The procedure to place mesenchymal stem cells into peripheral vein is as follows:
To begin the procedure, an IV will be started, typically in the arm. Antibiotics are placed into the IV and a small dose of IV versed (like Valium) is given for relaxation. The patient has transported a short distance to the procedure room to lie on a table similar to a massage table. The patient is placed on their abdomen and additional medication is given consisting of more IV versed and fentanyl (narcotic). At this point, most people are asleep or extremely relaxed. The versed also gives the patient amnesia for a brief time that the medication is in their bloodstream. Once the patient is completely relaxed or asleep, the skin area around the posterior iliac wing (hip) is sterilized with betadine and draped sterilely. The skin is anesthetized with buffered 1%xylocaine. Utilizing fluoroscopic control, a Jamshidi needle is placed into the patient’s posterior iliac wing. At this point, anywhere from 60 to 120 mL of bone marrow is carefully extracted. This entire procedure is performed with the patient asleep or highly relaxed and having amnesia. At this point,
the patient is placed in a wheelchair and transported back to a comfortable lounge chair to sleep or be highly relaxed for approximately one-half hour. During this time the bone marrow aspirate is placed in a centrifuge for approximately 15 minutes. This separates the bone marrow aspirate into various cell layers with red blood cells being at the bottom of the tube and plasma at the top. A small layer in the middle contains all of the nucleated cells including the mesenchymal stem cells. This layer is extracted and placed through a Hemo-Nate® Syringe Infusion Set. This filter removes all of the aggregates and particulates that are 18 m (Micrometers) or larger. The mesenchymal stem cell layer is placed into your IV at a rate of approximately 1mL per minute. The mesenchymal stem cells then travel to the capillary bed of the patient’s lungs where they remain for a few hours and then travel throughout the body. The mesenchymal stem cells are attracted to areas of inflammation in the body. They also release various growth factors and communicate to other cells to modulate the immune system. The IV is removed and the patient is transported home with a driver. Usually, people are sore from the removal of bone marrow for approximately 24 hours and may feel relaxed or sleepy for several hours following the procedure.

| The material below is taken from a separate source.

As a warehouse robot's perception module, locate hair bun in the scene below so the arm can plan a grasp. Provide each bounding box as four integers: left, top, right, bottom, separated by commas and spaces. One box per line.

Parkinson’s Disease can result in a chronic debilitating condition, impacting all aspects of the patient’s life. This condition has no current cure. All of the treatments utilized for Parkinson’s disease are simply to control the symptoms and not cure the underlying problem. Most experts agree this condition is an autoimmune disorder. Extensive research has shown the safety and efficacy of utilizing adult mesenchymal stem cells to treat various autoimmune disorders including Parkinson’s disease, Multiple Sclerosis, Crohn’s disease, Fibromyalgia and other autoimmune disorders. I have treated a small number of patients with multi-year histories of debilitating multiple sclerosis. This therapy involves the utilization of bone marrow concentrate, which is then placed through a filter to remove cell aggregates and particulates prior to the slow IV infusion of the bone marrow concentrate. I am unaware of any adverse effects from this therapy. I would encourage you to research further the potential of utilizing this therapy to potentially control and in the future possibly cure Parkinson’s Disease.